CARTAS NA MESA
Pedro Brasil Junior
 
 

Com o baralho nas mãos, fiquei passando o tempo sobre o tampo da mesa. Damas e Valetes tiveram encontros rápidos enquanto Reis e Rainhas deliberavam suas ordens à corte de naipes.

Lembrei do castelo e de todos os segredos incrustados em seus imensos corredores.

Verdade que o silêncio foi quebrado pela arrastar das correntes puxadas pelos fantasmas fanfarrões.

Mas continuei ali, sobrepondo as cartas com todo cuidado até que uma forma ocupasse o espaço.

Instantes de uma terapia solitária e imaginária, enquanto lá fora, apenas o ladrar dos cães se incumbia de quebrar o silêncio.

As vezes o tic-tac do relógio se fazia presente entre altos e baixos e a dança das horas carregava os personagens do baralho pelo imenso salão da existência.

Imagens da minha vida iam passando num desses inexplicáveis telões que a gente consegue criar sem usar nenhum tipo de tecnologia.

E lá, num daqueles videoteipes da vida, apareceu tua imagem como da primeira vez que te vi na penumbra da noite passando sob a luz de um poste. Depois, nossas primeiras palavras sem jeito até aquele café na mesa rústica que ocupava minha sala.

A fita da vida me deixou rever umas fotografias tuas, anteriores ao nosso encontro e que bem lembro, mexeram muito com minha paixão.

Agora, meu castelo de cartas quase despencou...

Estou rindo à toa, claro; preciso respirar com menos intensidade!

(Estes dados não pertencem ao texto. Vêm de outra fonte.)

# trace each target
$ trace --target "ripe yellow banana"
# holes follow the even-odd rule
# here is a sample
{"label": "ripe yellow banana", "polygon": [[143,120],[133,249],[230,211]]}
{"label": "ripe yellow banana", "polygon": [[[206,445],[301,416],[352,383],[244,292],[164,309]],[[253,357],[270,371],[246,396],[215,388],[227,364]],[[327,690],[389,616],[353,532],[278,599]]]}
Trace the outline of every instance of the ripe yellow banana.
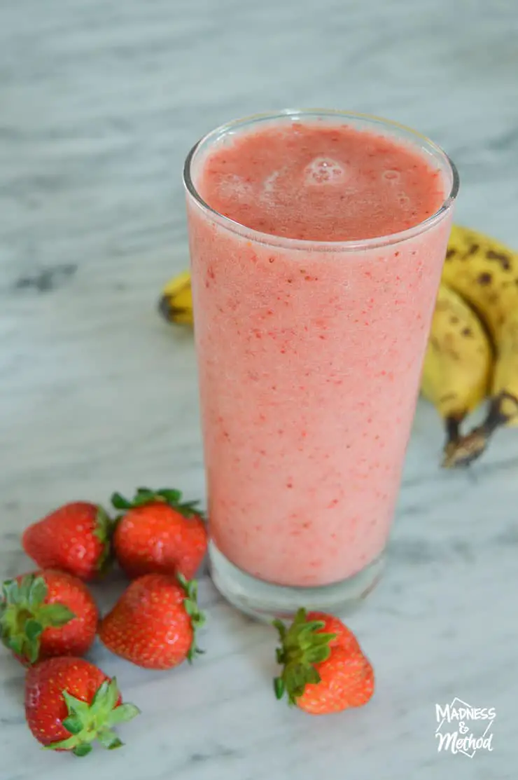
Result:
{"label": "ripe yellow banana", "polygon": [[421,378],[421,392],[436,407],[446,431],[446,450],[460,438],[459,426],[486,397],[492,348],[473,309],[441,284]]}
{"label": "ripe yellow banana", "polygon": [[443,465],[465,466],[502,425],[518,425],[518,254],[474,230],[455,225],[442,282],[475,309],[489,330],[496,360],[488,415],[446,452]]}
{"label": "ripe yellow banana", "polygon": [[189,271],[183,271],[164,286],[158,309],[167,322],[192,324],[192,292]]}

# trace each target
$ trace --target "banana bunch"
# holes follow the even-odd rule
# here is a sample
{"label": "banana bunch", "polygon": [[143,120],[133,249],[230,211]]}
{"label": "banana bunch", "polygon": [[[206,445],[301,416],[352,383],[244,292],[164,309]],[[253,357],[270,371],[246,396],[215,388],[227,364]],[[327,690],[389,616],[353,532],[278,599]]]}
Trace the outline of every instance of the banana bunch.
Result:
{"label": "banana bunch", "polygon": [[[192,325],[189,271],[164,285],[159,310]],[[442,466],[478,458],[500,426],[518,425],[518,254],[453,225],[423,365],[422,395],[446,430]],[[481,425],[462,435],[465,418],[488,398]]]}

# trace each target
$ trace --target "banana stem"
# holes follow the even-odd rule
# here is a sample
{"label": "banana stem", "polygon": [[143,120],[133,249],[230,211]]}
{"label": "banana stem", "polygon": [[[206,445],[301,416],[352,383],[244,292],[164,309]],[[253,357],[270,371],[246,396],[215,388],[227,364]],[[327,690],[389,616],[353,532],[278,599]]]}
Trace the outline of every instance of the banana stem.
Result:
{"label": "banana stem", "polygon": [[480,458],[497,428],[505,425],[510,419],[509,415],[502,411],[502,394],[494,398],[484,422],[466,436],[458,435],[458,427],[456,438],[451,438],[449,435],[444,448],[442,468],[470,466]]}

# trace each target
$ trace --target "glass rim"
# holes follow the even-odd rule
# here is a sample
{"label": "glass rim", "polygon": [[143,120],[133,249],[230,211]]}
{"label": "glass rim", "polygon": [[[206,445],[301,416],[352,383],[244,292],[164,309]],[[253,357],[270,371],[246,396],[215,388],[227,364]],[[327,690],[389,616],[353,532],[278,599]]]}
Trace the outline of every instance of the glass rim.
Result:
{"label": "glass rim", "polygon": [[[397,232],[389,233],[385,236],[376,236],[368,239],[354,239],[352,240],[340,241],[319,241],[314,239],[294,239],[284,236],[276,236],[273,233],[262,232],[254,228],[249,228],[241,222],[232,219],[221,214],[213,208],[201,197],[194,184],[192,176],[192,167],[196,152],[206,142],[211,140],[220,138],[227,135],[231,130],[240,126],[252,126],[255,122],[266,121],[268,119],[275,120],[287,119],[289,117],[311,117],[311,116],[328,116],[341,118],[350,120],[364,120],[377,123],[380,126],[393,128],[393,129],[403,130],[414,137],[416,141],[420,140],[421,144],[425,144],[434,153],[443,165],[449,169],[452,177],[452,184],[449,193],[445,197],[440,207],[426,219],[421,220],[416,225]],[[459,173],[455,164],[448,154],[437,144],[435,144],[427,136],[418,130],[413,129],[406,125],[403,125],[392,119],[386,119],[384,117],[376,116],[373,114],[359,113],[357,112],[342,111],[333,108],[286,108],[280,111],[264,112],[262,113],[251,114],[248,116],[243,116],[237,119],[220,125],[209,133],[203,136],[191,148],[187,157],[183,168],[183,183],[188,193],[192,196],[196,205],[209,216],[215,220],[222,227],[226,228],[231,232],[237,233],[243,238],[252,240],[256,243],[263,244],[268,246],[282,246],[286,249],[315,250],[328,252],[347,252],[358,250],[375,249],[376,247],[390,246],[405,241],[414,236],[418,236],[422,232],[430,229],[434,225],[440,222],[450,211],[455,199],[459,192]]]}

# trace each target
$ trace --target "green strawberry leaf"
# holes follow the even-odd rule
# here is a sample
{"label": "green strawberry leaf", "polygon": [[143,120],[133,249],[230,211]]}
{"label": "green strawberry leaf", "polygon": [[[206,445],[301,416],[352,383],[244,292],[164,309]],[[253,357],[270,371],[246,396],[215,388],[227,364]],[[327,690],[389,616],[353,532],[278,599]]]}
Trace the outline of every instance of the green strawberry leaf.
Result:
{"label": "green strawberry leaf", "polygon": [[78,745],[72,752],[78,758],[83,758],[83,756],[87,756],[89,753],[92,752],[92,746],[88,743]]}
{"label": "green strawberry leaf", "polygon": [[37,616],[44,626],[58,628],[66,626],[76,618],[76,615],[64,604],[44,604],[37,611]]}
{"label": "green strawberry leaf", "polygon": [[33,643],[36,642],[41,634],[43,631],[43,626],[41,623],[38,622],[37,620],[34,620],[33,618],[29,618],[23,626],[23,630],[25,631],[25,636],[26,636],[28,641],[30,643]]}
{"label": "green strawberry leaf", "polygon": [[323,621],[308,620],[304,608],[298,610],[289,627],[280,620],[274,620],[273,626],[280,640],[276,658],[283,667],[280,675],[273,680],[275,695],[281,699],[286,693],[288,704],[294,704],[308,684],[320,682],[315,665],[329,658],[329,644],[337,635],[322,630],[325,627]]}
{"label": "green strawberry leaf", "polygon": [[83,721],[78,715],[69,715],[62,723],[71,734],[79,734],[83,731]]}
{"label": "green strawberry leaf", "polygon": [[109,729],[99,732],[97,739],[107,750],[115,750],[118,747],[122,747],[122,743],[115,732]]}
{"label": "green strawberry leaf", "polygon": [[48,592],[48,588],[44,578],[35,577],[29,590],[27,598],[29,606],[33,609],[39,607],[47,598]]}
{"label": "green strawberry leaf", "polygon": [[122,743],[113,727],[131,720],[140,712],[133,704],[115,707],[120,693],[115,677],[101,683],[90,704],[76,699],[67,690],[62,691],[62,697],[68,714],[62,722],[71,736],[49,745],[48,749],[71,750],[76,756],[90,753],[91,743],[96,740],[109,750],[120,747]]}
{"label": "green strawberry leaf", "polygon": [[119,723],[126,723],[140,714],[140,710],[135,704],[119,704],[108,714],[106,723],[108,726],[116,726]]}
{"label": "green strawberry leaf", "polygon": [[177,574],[176,579],[185,594],[184,608],[191,619],[192,644],[187,654],[187,660],[192,663],[197,655],[203,655],[204,653],[204,651],[200,650],[196,646],[196,631],[205,625],[206,618],[198,605],[198,583],[196,580],[188,580],[183,574]]}
{"label": "green strawberry leaf", "polygon": [[181,492],[169,488],[161,488],[160,490],[151,490],[150,488],[138,488],[131,501],[121,495],[120,493],[114,493],[111,495],[111,503],[116,509],[132,509],[138,506],[146,506],[147,504],[161,502],[167,504],[184,517],[189,519],[192,517],[203,517],[203,514],[198,509],[199,502],[188,501],[181,502]]}

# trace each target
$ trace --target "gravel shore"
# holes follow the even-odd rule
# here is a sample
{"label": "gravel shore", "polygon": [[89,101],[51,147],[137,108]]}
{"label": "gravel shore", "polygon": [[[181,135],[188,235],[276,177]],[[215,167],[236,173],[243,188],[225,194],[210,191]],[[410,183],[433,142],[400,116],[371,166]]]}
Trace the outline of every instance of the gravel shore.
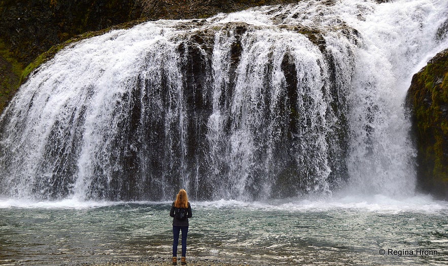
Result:
{"label": "gravel shore", "polygon": [[[187,264],[190,266],[251,266],[251,264],[244,262],[225,263],[222,261],[223,260],[191,257],[187,258]],[[149,257],[144,260],[129,259],[104,263],[82,263],[78,265],[79,266],[167,266],[172,264],[170,258]],[[178,258],[178,265],[181,265],[180,257]]]}

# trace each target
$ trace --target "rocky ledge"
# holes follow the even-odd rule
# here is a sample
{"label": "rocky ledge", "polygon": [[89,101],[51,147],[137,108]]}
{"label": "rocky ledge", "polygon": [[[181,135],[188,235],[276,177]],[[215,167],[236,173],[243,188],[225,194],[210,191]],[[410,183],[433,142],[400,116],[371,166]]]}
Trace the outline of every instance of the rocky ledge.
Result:
{"label": "rocky ledge", "polygon": [[406,105],[418,149],[418,188],[448,199],[448,49],[414,75]]}

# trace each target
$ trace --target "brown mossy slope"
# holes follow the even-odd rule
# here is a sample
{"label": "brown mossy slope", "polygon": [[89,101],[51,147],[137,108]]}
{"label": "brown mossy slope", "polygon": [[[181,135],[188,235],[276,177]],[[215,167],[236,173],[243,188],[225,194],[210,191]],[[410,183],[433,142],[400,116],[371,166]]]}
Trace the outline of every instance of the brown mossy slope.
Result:
{"label": "brown mossy slope", "polygon": [[418,148],[419,188],[448,199],[448,49],[414,75],[406,104]]}

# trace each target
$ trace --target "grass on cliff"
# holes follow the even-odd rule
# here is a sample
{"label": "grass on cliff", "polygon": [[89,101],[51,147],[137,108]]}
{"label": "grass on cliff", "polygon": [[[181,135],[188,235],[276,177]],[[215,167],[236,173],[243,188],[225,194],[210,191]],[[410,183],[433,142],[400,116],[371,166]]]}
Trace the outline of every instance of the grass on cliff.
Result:
{"label": "grass on cliff", "polygon": [[8,104],[20,85],[23,67],[0,40],[0,111]]}

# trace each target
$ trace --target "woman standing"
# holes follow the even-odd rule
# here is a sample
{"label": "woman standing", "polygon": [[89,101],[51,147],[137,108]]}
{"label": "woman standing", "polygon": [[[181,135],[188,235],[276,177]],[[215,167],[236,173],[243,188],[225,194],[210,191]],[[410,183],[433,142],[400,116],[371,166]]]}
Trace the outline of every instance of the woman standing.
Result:
{"label": "woman standing", "polygon": [[177,265],[178,244],[179,233],[182,231],[182,257],[181,264],[187,265],[185,255],[187,253],[187,235],[188,234],[188,218],[191,218],[191,206],[188,202],[188,196],[184,189],[181,189],[176,196],[176,200],[171,205],[169,216],[173,219],[173,264]]}

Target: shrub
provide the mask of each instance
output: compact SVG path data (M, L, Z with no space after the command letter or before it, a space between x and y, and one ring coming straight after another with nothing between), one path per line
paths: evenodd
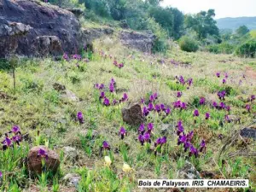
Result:
M193 38L188 36L183 36L179 39L178 44L182 50L187 52L195 52L199 49L197 41L194 40Z
M256 57L256 39L251 39L238 46L236 54L243 57Z

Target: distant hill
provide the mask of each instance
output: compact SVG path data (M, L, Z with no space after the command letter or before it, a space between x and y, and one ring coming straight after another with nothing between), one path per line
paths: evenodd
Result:
M236 30L242 25L247 26L250 30L256 29L256 17L226 17L216 20L219 29Z

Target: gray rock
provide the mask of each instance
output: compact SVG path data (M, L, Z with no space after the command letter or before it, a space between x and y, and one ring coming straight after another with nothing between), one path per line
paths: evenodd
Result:
M145 120L139 104L135 104L130 108L123 108L122 116L123 120L131 125L138 125Z
M69 187L78 187L80 180L81 177L76 173L68 173L63 177L64 183Z
M75 161L79 159L79 154L77 149L69 146L63 148L63 153L65 158L73 161Z
M200 174L195 166L186 160L184 166L177 171L177 177L180 179L197 179L200 178Z
M123 44L143 52L151 53L155 36L150 32L122 31L119 33Z
M69 90L65 90L62 94L62 97L71 102L79 102L79 98Z

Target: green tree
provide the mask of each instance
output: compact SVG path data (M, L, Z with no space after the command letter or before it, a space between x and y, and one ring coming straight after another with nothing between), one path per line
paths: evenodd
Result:
M241 26L238 29L236 30L236 33L239 36L244 36L245 34L248 33L250 30L246 26Z
M213 19L214 16L214 9L201 11L196 15L188 15L185 17L185 26L196 32L200 40L206 38L207 35L218 36L218 28Z

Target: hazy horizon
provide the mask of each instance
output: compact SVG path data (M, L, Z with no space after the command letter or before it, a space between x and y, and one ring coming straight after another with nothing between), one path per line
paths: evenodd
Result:
M161 5L177 8L184 14L195 14L213 9L215 19L256 16L255 0L164 0Z

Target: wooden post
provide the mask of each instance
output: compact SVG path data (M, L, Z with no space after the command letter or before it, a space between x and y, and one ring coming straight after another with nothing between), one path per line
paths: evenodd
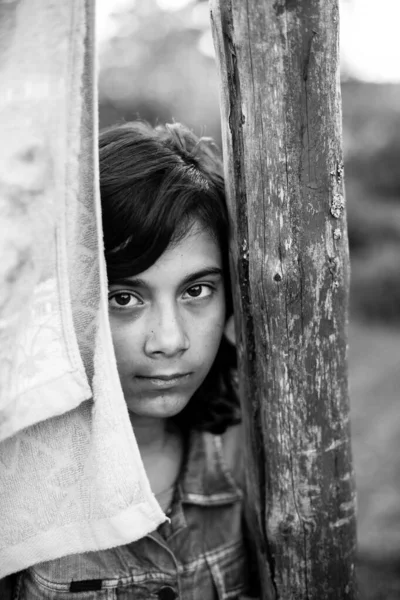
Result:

E as imagens seguem em minha tela, com teu sorriso maroto enquanto desabotoava a blusa. E aos poucos, tuas vestes foram ficando pelo chão enquanto você se deixava trajar a rigor, provocando minhas emoções num fabuloso jogo de amor.

Depois que vestíamos a própria pele, me transformei num hábil escultor e fui sentindo com minhas mãos toda a maciez da tua pele até te tocar no ponto mágico. Depois disso, só lembro da entrega e de nossos corpos relaxados lado a lado. E foram tantas as vezes em que isso aconteceu que o mundo lá fora nem existia. Todas as razões estavam em nós, em nossas vestes naturais e em nossa deliciosa busca pelo prazer.

Mas o mundo lá fora não parou jamais e tantas coisas aconteceram que repentinamente tivemos que mudar a rotina, as falas, as atitudes todas.

Agora estou aqui, arquitetando este castelo de cartas num jogo sem nexo, onde os naipes misturam-se feito multidão, damas e valetes encontram-se esporadicamente e reis e rainhas, por certo, estão em seus aposentos preparando novas apostas.

Meu castelo despenca! Minha tela apaga! A noite fica densa, os cães silenciam e o relógio me ordena o sono.

Reuno as cartas para um maço e fico feito cartomante embaralhando e pensando no futuro.

Me deixo levar ao mundo dos sonhos nos trajes de minha alma, indumentária misteriosa, ora com turbante, ora de chapéu e noutras vezes coberto de plumagens em um par de asas que me levam onde quero, onde desejo.

Irei sim, nesta noite, visitar os teus sonhos e quem sabe, possa ter a chance, uma vez mais, de vislumbrar tuas vestes naturais, tocar a suavidade de tua pele e se permitido for, vislumbrar as cores e a amplitude da tua alma.